The weak form method for acoustoelastic simulation with arbitrary prestress

TL;DR

This paper introduces a weak form PDE approach for acoustoelastic simulation under arbitrary prestress, providing higher accuracy than traditional methods, especially at low frequencies, and broadening the applicability beyond simple tensile stress conditions.

Contribution

The paper develops a novel weak form PDE modeling method for acoustoelastic simulation that handles arbitrary prestress states, improving accuracy over existing methods.

Findings

The proposed method closely matches theoretical solutions.

It outperforms the Effective Elastic Constants method at low frequencies.

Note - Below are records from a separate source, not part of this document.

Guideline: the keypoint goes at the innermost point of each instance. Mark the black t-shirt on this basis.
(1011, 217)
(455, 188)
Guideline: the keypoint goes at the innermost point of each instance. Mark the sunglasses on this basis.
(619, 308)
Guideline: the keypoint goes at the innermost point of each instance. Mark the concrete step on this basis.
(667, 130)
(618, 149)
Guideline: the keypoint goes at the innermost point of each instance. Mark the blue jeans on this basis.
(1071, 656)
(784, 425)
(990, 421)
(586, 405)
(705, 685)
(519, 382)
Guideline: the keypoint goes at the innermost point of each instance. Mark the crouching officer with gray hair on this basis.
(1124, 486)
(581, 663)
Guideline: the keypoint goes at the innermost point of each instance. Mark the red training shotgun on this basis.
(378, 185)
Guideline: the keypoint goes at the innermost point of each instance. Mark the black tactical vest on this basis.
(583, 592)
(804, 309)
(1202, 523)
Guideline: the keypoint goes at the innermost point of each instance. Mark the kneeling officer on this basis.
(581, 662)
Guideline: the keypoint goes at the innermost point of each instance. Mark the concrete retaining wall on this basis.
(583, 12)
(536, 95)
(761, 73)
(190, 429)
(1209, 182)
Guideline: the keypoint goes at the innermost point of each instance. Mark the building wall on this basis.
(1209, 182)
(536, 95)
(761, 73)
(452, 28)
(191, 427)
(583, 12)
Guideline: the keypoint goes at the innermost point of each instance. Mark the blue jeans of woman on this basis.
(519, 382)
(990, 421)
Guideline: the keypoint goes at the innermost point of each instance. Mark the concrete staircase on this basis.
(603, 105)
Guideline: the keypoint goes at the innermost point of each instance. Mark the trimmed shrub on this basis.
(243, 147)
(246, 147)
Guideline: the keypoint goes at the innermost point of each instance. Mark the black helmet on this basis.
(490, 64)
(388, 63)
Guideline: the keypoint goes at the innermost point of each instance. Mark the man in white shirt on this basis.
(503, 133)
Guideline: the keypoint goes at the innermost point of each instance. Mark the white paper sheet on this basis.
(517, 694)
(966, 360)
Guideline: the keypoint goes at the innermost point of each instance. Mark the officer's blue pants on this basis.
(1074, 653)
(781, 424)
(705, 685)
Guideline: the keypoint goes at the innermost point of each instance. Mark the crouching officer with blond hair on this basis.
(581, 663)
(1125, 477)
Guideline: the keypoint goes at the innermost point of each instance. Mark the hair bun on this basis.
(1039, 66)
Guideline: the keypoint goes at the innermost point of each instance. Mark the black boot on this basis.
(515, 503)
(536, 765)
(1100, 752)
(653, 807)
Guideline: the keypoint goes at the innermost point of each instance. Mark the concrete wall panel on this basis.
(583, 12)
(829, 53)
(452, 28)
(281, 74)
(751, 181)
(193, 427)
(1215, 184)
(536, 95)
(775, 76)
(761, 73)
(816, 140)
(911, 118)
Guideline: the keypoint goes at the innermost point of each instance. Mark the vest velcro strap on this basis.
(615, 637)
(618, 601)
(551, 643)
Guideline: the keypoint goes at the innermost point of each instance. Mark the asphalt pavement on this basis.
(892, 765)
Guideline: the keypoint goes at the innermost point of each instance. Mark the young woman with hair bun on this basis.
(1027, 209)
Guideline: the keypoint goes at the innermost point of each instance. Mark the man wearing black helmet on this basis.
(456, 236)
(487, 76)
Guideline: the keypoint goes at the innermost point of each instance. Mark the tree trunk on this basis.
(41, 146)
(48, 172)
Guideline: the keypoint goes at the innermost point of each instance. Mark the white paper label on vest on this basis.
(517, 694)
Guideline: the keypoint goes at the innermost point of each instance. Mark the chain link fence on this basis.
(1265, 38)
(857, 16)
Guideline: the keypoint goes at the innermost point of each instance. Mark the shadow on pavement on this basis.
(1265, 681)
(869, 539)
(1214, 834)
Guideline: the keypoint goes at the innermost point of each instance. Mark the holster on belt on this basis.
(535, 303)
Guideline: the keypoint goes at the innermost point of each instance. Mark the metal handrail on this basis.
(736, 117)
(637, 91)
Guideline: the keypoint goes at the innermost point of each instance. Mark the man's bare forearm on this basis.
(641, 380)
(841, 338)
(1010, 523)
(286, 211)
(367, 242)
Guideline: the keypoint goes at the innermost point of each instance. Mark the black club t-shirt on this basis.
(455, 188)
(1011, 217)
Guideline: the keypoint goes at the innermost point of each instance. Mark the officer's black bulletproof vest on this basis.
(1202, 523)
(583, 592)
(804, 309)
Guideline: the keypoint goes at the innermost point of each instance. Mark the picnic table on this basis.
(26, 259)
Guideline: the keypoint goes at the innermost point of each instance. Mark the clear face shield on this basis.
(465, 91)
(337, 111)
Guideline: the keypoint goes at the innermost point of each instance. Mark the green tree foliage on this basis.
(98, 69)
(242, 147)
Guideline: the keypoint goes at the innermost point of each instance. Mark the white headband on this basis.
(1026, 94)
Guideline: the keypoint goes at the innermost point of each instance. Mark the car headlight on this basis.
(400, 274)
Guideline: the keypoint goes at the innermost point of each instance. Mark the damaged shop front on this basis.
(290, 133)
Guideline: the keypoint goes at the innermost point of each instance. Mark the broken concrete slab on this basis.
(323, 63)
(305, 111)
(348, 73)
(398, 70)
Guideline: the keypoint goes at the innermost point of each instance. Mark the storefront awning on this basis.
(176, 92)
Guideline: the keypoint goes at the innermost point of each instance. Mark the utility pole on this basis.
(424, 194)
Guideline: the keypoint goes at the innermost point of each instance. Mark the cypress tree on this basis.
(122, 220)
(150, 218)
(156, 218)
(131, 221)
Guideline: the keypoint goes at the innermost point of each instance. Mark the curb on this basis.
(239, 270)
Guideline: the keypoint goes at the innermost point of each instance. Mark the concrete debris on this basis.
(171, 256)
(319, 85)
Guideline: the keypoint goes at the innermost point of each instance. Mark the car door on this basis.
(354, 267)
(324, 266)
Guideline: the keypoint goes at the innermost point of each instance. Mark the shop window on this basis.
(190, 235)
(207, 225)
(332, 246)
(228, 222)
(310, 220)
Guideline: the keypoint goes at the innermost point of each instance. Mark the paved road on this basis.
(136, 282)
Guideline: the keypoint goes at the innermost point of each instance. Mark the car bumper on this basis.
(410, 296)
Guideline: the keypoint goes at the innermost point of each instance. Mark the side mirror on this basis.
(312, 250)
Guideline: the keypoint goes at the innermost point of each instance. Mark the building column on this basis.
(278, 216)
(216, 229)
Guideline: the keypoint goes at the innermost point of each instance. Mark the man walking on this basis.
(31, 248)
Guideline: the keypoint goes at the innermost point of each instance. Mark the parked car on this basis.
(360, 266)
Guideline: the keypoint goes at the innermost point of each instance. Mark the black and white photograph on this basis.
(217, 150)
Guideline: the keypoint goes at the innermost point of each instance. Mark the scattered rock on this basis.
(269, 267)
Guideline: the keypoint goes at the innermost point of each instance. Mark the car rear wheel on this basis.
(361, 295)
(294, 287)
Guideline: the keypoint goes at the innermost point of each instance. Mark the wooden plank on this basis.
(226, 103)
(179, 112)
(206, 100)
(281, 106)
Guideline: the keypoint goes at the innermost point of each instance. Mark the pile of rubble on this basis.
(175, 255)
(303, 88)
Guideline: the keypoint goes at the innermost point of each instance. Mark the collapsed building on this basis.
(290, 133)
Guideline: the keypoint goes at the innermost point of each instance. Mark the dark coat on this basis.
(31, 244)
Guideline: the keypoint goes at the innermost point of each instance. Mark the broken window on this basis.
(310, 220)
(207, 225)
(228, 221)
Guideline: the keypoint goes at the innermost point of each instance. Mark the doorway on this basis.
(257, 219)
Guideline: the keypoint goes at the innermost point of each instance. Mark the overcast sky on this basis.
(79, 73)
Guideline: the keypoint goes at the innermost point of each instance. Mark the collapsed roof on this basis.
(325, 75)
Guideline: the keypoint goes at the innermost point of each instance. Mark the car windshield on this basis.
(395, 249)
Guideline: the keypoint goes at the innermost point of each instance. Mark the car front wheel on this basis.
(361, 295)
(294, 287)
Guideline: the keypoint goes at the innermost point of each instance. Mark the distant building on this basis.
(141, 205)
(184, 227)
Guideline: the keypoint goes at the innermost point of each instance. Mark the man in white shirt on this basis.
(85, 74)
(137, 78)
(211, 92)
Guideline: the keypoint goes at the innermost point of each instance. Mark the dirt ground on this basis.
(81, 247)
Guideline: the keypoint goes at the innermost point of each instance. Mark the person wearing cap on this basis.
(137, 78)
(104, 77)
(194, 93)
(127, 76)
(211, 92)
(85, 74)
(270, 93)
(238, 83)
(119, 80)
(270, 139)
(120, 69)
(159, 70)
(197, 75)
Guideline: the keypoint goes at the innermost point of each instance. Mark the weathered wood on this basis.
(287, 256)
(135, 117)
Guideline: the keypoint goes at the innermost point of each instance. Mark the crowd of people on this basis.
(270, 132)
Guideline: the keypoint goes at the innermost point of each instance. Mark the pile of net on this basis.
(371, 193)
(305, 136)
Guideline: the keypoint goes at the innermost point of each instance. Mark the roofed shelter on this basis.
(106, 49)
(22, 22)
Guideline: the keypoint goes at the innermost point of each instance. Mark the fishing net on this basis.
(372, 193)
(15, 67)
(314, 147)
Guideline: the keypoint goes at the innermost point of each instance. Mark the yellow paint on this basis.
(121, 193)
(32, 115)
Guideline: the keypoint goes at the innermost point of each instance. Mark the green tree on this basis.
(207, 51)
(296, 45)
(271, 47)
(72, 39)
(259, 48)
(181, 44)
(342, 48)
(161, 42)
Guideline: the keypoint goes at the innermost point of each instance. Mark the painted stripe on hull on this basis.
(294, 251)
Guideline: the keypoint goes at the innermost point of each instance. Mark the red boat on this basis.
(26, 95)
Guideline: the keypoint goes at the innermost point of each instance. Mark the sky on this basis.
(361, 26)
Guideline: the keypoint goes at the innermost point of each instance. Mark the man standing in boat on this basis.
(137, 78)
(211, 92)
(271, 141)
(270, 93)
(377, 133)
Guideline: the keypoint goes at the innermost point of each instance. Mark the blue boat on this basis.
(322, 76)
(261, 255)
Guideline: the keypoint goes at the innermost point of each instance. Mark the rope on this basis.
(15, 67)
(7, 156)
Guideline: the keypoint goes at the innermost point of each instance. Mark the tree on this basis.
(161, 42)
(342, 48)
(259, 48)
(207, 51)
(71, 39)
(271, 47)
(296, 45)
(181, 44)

The approach is validated through numerical simulations of different propagation directions.

Abstract

Acoustoelastic theory has been widely used to evaluate the residual stress (or prestress). However, most of the research remains focused on plate under simple tensile stress condition. In this paper, we propose a new approach: using weak form PDE modeling for acoustoelastic simulation. In the theory part, the weak form of acoustoelastic theory and semi-analytical finite element (SAFE) method is derived. In the numerical simulation part, two cases: the propagation direction is perpendicular to the prestress and parallel to the prestress are presented. The results are compared with the superposition of partial bulk wave (SPBW) method and the previously commonly used Effective Elastic Constants (EEC) method. The results show that the method proposed in this paper is highly accurate. Compared to the EEC method, this approach has no theoretical flaws and aligns more closely with the theoretical solution, especially in the low frequency range where the EEC method's results are almost incorrect. This study provides an accurate method for the simulation of acoustoelasticity.